1.2 bestemmingsplan:
de geometrisch bepaalde planobjecten als vervat in het GML-bestand NL.IMRO.1955.bplgbgalgherz02-va01 met de bijbehorende regels en bijlagen.
Hoofdstuk 2 Bestemmingsregels
-
Hoofdstuk 3 Algemene Regels
Artikel 2 Overige Regels
2.1 Wijzigen van de verbeelding
Dit bestemmingsplan, zoals vervat in het GML bestand NL.IMRO.1955.bplgbgalgherz02-va01 wijzigt op onderdelen de verbeelding van:
- a. het bestemmingsplan 'Buitengebied', zoals vastgesteld door de gemeenteraad van de gemeente Montferland op 29 september 2011, zoals vervat in het GML bestand NL.IMRO.1955.bplgbgalgmontferl-va03, daaronder tevens begrepen de daarop betrekking hebbende wijzigingsplannen:
- 1. Buitengebied, wijziging Stillewaldweg 14 te Loerbeek
- 2. Buitengebied, wijziging Vinkwijk 5 te Zeddam
- 3. Buitengebied, wijziging Melderstraat 23 te Didam
- 4. Buitengebied, wijziging St. Isidorusstraat 15 te Stokkum
- 5. Buitengebied, wijziging Fluunseweg 14 te Didam
- 6. Buitengebied, wijziging Kollenburgweg nabij nr. 3 te Didam
- 7. Buitengebied, wijziging Kollenburgweg 6 te Didam
- 8. Buitengebied, wijziging Groot Lobberikweg 5 en 7 te Loerbeek
- b. het bestemmingsplan 'Buitengebied, eerste herziening', zoals vastgesteld door de gemeenteraad van de gemeente Montferland op 30 oktober 2014, zoals vervat in het GML bestand NL.IMRO.1955.bplgbgalgherz01-va01, daaronder tevens begrepen de daarop betrekking hebbende wijzigingsplannen:
- 1. Buitengebied, wijziging Vinkwijkseweg 23 te Zeddam
- 2. Buitengebied, wijziging Melkweg 3 te Beek
- 3. Buitengebied, wijziging Klompenhorstweg 3 te Didam
2.2 Verbeelding bestemmingsplan 'Buitengebied' en 'Buitengebied, eerste herziening' van toepassing
De verbeelding van:
- a. het bestemmingsplan 'Buitengebied (va03)' inclusief de daarop betrekking hebbende wijzigingsplannen;
- b. het bestemmingsplan 'Buitengebied, eerste herziening (va01)' inclusief de daarop betrekking hebbende wijzigingsplannen;
is onverkort van toepassing, voor zover daarin binnen het plangebied van dit bestemmingsplan geen wijziging is aangebracht.

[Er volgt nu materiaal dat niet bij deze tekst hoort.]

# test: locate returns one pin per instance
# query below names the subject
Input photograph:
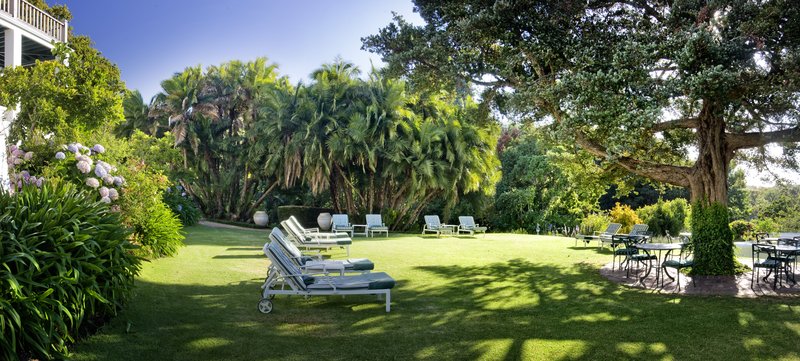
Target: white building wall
(13, 57)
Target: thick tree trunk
(708, 179)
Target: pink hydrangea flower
(100, 171)
(84, 167)
(113, 194)
(92, 182)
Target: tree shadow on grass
(505, 310)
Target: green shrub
(712, 239)
(665, 217)
(767, 225)
(155, 228)
(624, 215)
(595, 222)
(179, 202)
(742, 229)
(66, 265)
(306, 215)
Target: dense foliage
(624, 215)
(595, 222)
(67, 264)
(179, 203)
(665, 217)
(542, 185)
(634, 83)
(743, 230)
(63, 98)
(153, 226)
(369, 144)
(712, 239)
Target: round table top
(786, 248)
(660, 246)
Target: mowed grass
(499, 297)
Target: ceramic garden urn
(324, 221)
(261, 218)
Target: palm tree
(137, 116)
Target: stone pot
(324, 221)
(261, 218)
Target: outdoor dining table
(658, 248)
(788, 250)
(781, 248)
(363, 226)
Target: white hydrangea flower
(85, 158)
(100, 171)
(92, 182)
(84, 167)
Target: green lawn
(499, 297)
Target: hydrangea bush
(76, 163)
(154, 227)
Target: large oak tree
(668, 90)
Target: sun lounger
(375, 225)
(303, 241)
(433, 225)
(286, 279)
(467, 225)
(316, 264)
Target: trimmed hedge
(67, 266)
(306, 215)
(712, 240)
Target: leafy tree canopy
(639, 84)
(79, 90)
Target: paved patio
(737, 286)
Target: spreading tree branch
(757, 139)
(681, 123)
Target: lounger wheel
(265, 305)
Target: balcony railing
(35, 17)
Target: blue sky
(152, 39)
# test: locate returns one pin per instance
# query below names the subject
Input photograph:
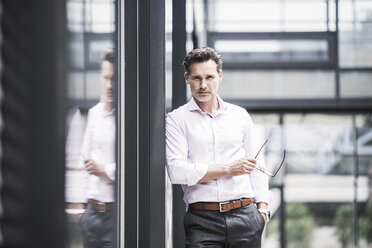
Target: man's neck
(210, 107)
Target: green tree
(343, 223)
(366, 224)
(299, 226)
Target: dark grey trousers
(97, 228)
(238, 228)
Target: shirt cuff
(110, 170)
(197, 174)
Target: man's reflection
(98, 155)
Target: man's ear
(220, 75)
(186, 75)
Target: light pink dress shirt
(99, 145)
(195, 140)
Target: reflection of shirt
(195, 140)
(75, 185)
(99, 145)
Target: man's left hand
(93, 168)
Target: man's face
(107, 79)
(204, 80)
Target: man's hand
(237, 168)
(263, 205)
(241, 167)
(93, 168)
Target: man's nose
(203, 83)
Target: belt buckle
(101, 206)
(221, 204)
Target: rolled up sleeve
(180, 171)
(110, 170)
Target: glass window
(268, 50)
(356, 84)
(91, 122)
(270, 16)
(355, 33)
(277, 84)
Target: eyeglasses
(263, 170)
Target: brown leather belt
(100, 206)
(221, 206)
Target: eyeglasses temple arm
(261, 149)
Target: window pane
(355, 33)
(268, 16)
(90, 142)
(277, 84)
(356, 84)
(243, 51)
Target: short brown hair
(108, 55)
(203, 54)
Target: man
(210, 150)
(98, 152)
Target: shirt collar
(192, 105)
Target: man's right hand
(236, 168)
(241, 167)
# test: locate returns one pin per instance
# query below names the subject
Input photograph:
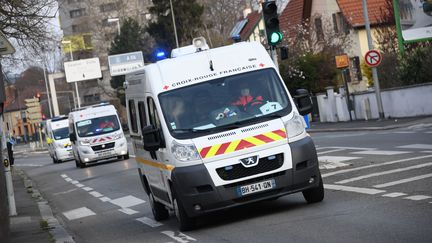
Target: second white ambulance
(96, 134)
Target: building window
(77, 13)
(107, 7)
(318, 29)
(340, 24)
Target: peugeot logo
(250, 161)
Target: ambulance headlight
(118, 136)
(85, 142)
(184, 152)
(295, 127)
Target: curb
(55, 229)
(352, 129)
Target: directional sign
(373, 58)
(5, 46)
(84, 69)
(125, 63)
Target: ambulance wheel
(79, 164)
(186, 223)
(158, 209)
(314, 195)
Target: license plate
(105, 154)
(256, 187)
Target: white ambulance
(57, 137)
(217, 128)
(96, 134)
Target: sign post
(374, 71)
(342, 63)
(122, 64)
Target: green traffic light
(275, 37)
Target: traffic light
(271, 22)
(427, 7)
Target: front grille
(239, 171)
(103, 146)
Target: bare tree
(219, 18)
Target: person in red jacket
(246, 99)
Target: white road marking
(150, 222)
(87, 188)
(331, 165)
(105, 199)
(95, 194)
(373, 166)
(336, 159)
(353, 189)
(126, 202)
(415, 178)
(384, 173)
(178, 236)
(416, 146)
(330, 151)
(418, 197)
(128, 211)
(380, 152)
(78, 213)
(394, 194)
(65, 192)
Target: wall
(399, 102)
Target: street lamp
(76, 84)
(112, 20)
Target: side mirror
(303, 101)
(151, 138)
(72, 137)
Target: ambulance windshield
(61, 133)
(224, 103)
(97, 126)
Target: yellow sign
(342, 61)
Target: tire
(158, 209)
(79, 164)
(314, 195)
(186, 223)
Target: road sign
(373, 58)
(122, 64)
(81, 70)
(342, 61)
(5, 46)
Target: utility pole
(374, 70)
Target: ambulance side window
(133, 117)
(142, 114)
(154, 117)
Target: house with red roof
(333, 16)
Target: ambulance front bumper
(199, 195)
(95, 153)
(64, 154)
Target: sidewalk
(371, 125)
(35, 221)
(28, 225)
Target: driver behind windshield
(246, 98)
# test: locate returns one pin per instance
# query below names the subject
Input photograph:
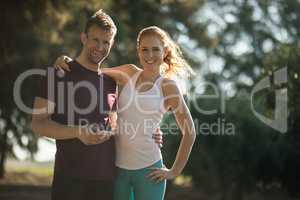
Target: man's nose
(100, 46)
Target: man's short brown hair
(103, 21)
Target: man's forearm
(51, 129)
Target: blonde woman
(146, 95)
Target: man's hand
(158, 138)
(89, 137)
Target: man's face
(97, 44)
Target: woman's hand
(61, 63)
(160, 174)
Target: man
(84, 161)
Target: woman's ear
(83, 38)
(166, 52)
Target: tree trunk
(3, 149)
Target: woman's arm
(174, 101)
(121, 74)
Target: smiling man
(84, 161)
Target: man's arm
(44, 126)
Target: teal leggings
(135, 180)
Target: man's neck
(81, 59)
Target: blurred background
(232, 45)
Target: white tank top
(139, 115)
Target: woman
(146, 95)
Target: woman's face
(151, 52)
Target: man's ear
(83, 38)
(166, 52)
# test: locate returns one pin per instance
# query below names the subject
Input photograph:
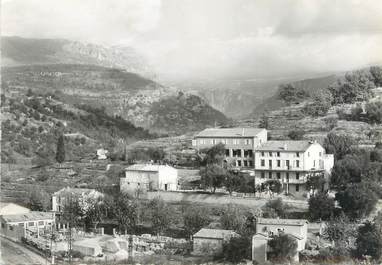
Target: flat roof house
(267, 228)
(292, 163)
(16, 226)
(148, 177)
(210, 241)
(240, 143)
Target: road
(15, 254)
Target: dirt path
(15, 254)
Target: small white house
(267, 228)
(146, 177)
(102, 154)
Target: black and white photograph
(182, 132)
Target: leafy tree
(296, 134)
(331, 122)
(321, 207)
(232, 218)
(356, 86)
(161, 215)
(321, 103)
(374, 112)
(264, 121)
(194, 219)
(357, 200)
(284, 247)
(237, 249)
(126, 212)
(340, 231)
(369, 241)
(339, 145)
(274, 185)
(316, 182)
(60, 153)
(38, 200)
(290, 93)
(376, 73)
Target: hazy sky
(215, 38)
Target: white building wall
(168, 178)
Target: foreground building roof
(26, 217)
(213, 233)
(230, 132)
(275, 221)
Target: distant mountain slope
(310, 85)
(21, 51)
(137, 99)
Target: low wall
(221, 199)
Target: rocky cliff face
(21, 51)
(137, 99)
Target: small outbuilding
(147, 177)
(210, 241)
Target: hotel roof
(275, 221)
(230, 132)
(285, 146)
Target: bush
(369, 241)
(237, 249)
(296, 134)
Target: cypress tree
(60, 154)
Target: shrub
(237, 249)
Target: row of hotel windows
(244, 163)
(237, 153)
(224, 141)
(277, 154)
(29, 224)
(278, 162)
(278, 175)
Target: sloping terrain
(310, 85)
(23, 51)
(139, 100)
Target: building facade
(267, 228)
(291, 163)
(240, 143)
(16, 226)
(147, 177)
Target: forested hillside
(139, 100)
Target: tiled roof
(229, 132)
(285, 146)
(147, 167)
(32, 216)
(213, 233)
(78, 191)
(274, 221)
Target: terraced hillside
(139, 100)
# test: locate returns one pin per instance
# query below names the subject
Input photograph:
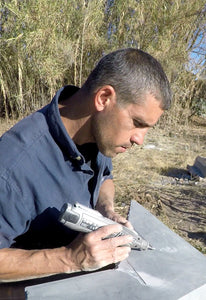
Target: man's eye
(138, 124)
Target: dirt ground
(156, 176)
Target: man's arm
(105, 203)
(86, 253)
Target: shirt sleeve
(13, 214)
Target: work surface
(174, 270)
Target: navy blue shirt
(40, 169)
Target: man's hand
(91, 251)
(105, 204)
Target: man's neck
(75, 113)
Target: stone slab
(174, 270)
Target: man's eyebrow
(141, 123)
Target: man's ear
(104, 97)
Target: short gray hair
(132, 73)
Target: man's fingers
(105, 231)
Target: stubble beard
(101, 135)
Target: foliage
(46, 44)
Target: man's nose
(138, 136)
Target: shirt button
(78, 158)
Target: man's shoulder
(22, 138)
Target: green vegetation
(45, 44)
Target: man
(62, 153)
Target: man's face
(116, 129)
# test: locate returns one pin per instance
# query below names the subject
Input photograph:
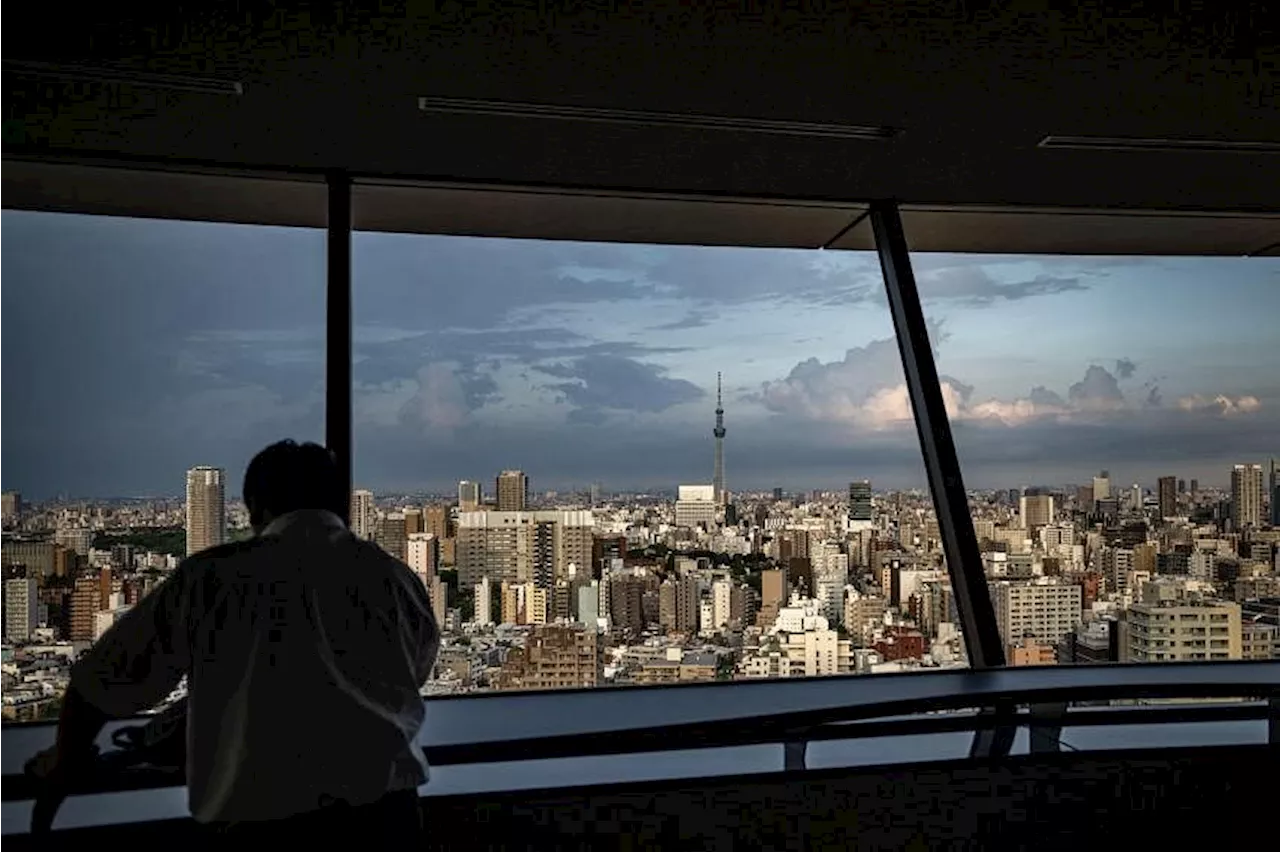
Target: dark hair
(288, 476)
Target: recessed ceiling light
(120, 77)
(644, 118)
(1157, 145)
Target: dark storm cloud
(127, 384)
(691, 320)
(611, 383)
(973, 285)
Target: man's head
(289, 476)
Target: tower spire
(718, 481)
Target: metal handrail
(538, 725)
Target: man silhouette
(304, 649)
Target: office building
(1036, 511)
(1246, 497)
(391, 535)
(1166, 493)
(21, 605)
(718, 431)
(483, 603)
(469, 495)
(1274, 493)
(362, 517)
(1102, 486)
(412, 521)
(859, 504)
(520, 546)
(512, 490)
(554, 656)
(10, 505)
(206, 508)
(76, 539)
(1165, 631)
(695, 505)
(1046, 610)
(423, 554)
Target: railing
(991, 705)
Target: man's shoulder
(224, 553)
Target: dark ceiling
(972, 86)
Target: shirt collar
(304, 518)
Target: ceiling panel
(197, 196)
(538, 214)
(1075, 232)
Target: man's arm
(144, 655)
(132, 668)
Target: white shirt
(305, 649)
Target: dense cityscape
(547, 590)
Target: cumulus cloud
(609, 383)
(1097, 390)
(1221, 404)
(865, 390)
(974, 285)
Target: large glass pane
(1115, 420)
(535, 435)
(145, 362)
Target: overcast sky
(133, 349)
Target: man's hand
(55, 770)
(54, 765)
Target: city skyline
(595, 363)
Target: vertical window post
(338, 392)
(950, 500)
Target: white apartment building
(423, 554)
(21, 609)
(1169, 631)
(695, 504)
(522, 546)
(1041, 609)
(362, 516)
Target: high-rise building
(512, 490)
(1164, 631)
(412, 521)
(21, 605)
(437, 521)
(1166, 490)
(504, 545)
(206, 508)
(773, 595)
(423, 554)
(1274, 493)
(85, 604)
(718, 431)
(484, 603)
(469, 495)
(859, 503)
(362, 513)
(695, 504)
(77, 539)
(1102, 486)
(1040, 609)
(391, 535)
(554, 656)
(1036, 511)
(1246, 495)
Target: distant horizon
(598, 362)
(580, 490)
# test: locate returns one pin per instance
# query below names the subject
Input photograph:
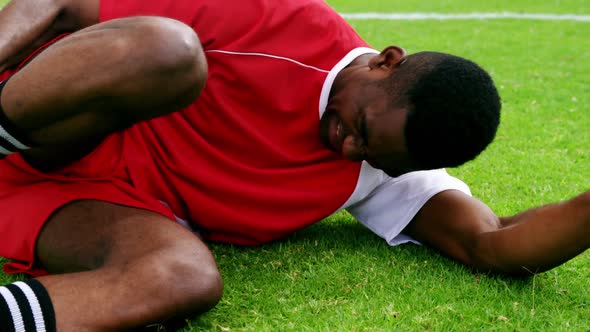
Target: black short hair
(454, 110)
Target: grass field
(337, 276)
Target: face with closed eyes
(360, 121)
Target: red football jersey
(244, 163)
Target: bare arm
(534, 241)
(27, 24)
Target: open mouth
(335, 133)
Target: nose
(352, 149)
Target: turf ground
(336, 276)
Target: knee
(175, 283)
(193, 285)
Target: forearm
(24, 24)
(542, 238)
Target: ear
(389, 58)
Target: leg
(121, 268)
(105, 78)
(534, 241)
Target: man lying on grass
(156, 126)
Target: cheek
(351, 150)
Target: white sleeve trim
(389, 208)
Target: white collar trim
(348, 58)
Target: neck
(339, 82)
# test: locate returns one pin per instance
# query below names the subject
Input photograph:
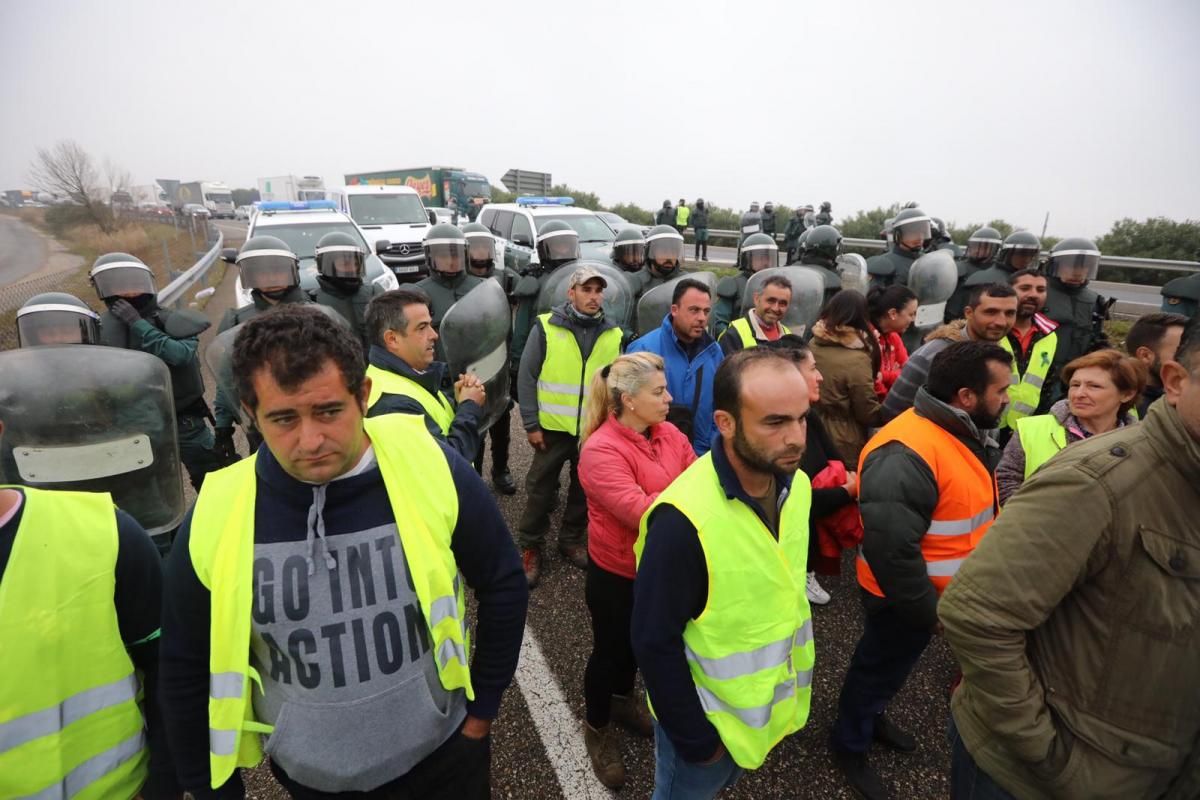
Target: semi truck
(436, 185)
(292, 188)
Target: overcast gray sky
(1011, 109)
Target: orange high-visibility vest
(967, 497)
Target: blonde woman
(629, 455)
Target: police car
(515, 227)
(301, 224)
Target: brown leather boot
(604, 750)
(630, 713)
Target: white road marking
(562, 734)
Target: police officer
(135, 322)
(1018, 252)
(271, 271)
(911, 232)
(757, 252)
(822, 246)
(481, 263)
(1079, 311)
(1182, 295)
(982, 248)
(445, 258)
(341, 266)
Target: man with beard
(1153, 340)
(928, 495)
(721, 626)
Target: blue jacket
(690, 382)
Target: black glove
(223, 445)
(125, 311)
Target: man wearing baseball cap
(564, 350)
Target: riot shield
(93, 419)
(475, 338)
(655, 304)
(852, 269)
(933, 278)
(618, 295)
(808, 295)
(219, 358)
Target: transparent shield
(475, 338)
(618, 295)
(93, 419)
(655, 304)
(808, 295)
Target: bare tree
(67, 170)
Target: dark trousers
(881, 663)
(541, 486)
(611, 666)
(501, 435)
(457, 770)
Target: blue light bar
(545, 200)
(295, 205)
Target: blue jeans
(676, 779)
(967, 781)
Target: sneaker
(630, 713)
(862, 779)
(887, 734)
(604, 751)
(503, 482)
(531, 559)
(817, 596)
(576, 554)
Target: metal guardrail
(172, 295)
(1105, 260)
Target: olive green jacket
(1077, 623)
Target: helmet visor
(123, 280)
(341, 263)
(57, 325)
(665, 253)
(447, 256)
(268, 271)
(1075, 266)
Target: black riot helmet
(629, 250)
(1019, 251)
(983, 245)
(822, 244)
(480, 250)
(445, 251)
(759, 252)
(911, 229)
(57, 318)
(558, 244)
(267, 264)
(664, 250)
(120, 275)
(341, 256)
(1074, 260)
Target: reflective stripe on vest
(1042, 438)
(70, 723)
(966, 498)
(425, 505)
(750, 653)
(1025, 391)
(745, 331)
(384, 382)
(564, 377)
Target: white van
(393, 215)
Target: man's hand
(477, 728)
(125, 311)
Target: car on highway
(301, 226)
(515, 224)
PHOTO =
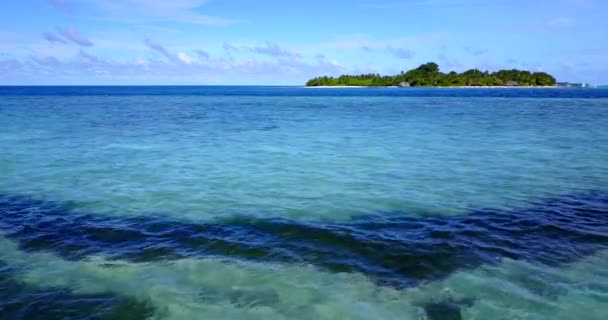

2.3 Regels bestemmingsplan 'Buitengebied' en 'Buitengebied, eerste herziening' van toepassing
- a. De regels van het bestemmingsplan 'Buitengebied', zoals vastgesteld door de gemeenteraad van de gemeente Montferland op 29 september 2011, zoals vervat in het GML bestand NL.IMRO.1955.bplgbgalgmontferl-va03, alsmede de daarin door middel van het bestemmingsplan 'Buitengebied, eerste herziening' (zoals vervat in het GML bestand NL.IMRO.1955.bplgbgalgherz01-va01) aangebrachte wijzigingen, zijn op dit bestemmingsplan onverkort van toepassing;
- b. Voor zover in het bestemmingsplan 'Buitengebied' wordt gesproken van 'bestaand' wordt onder 'de inwerkingtreding van het plan', in dit plan verstaan: 'de inwerkingtreding van het bestemmingsplan 'Buitengebied, tweede herziening' van de gemeente Montferland', met identificatienummer NL.IMRO.1955.bplgbgalgherz02-va01.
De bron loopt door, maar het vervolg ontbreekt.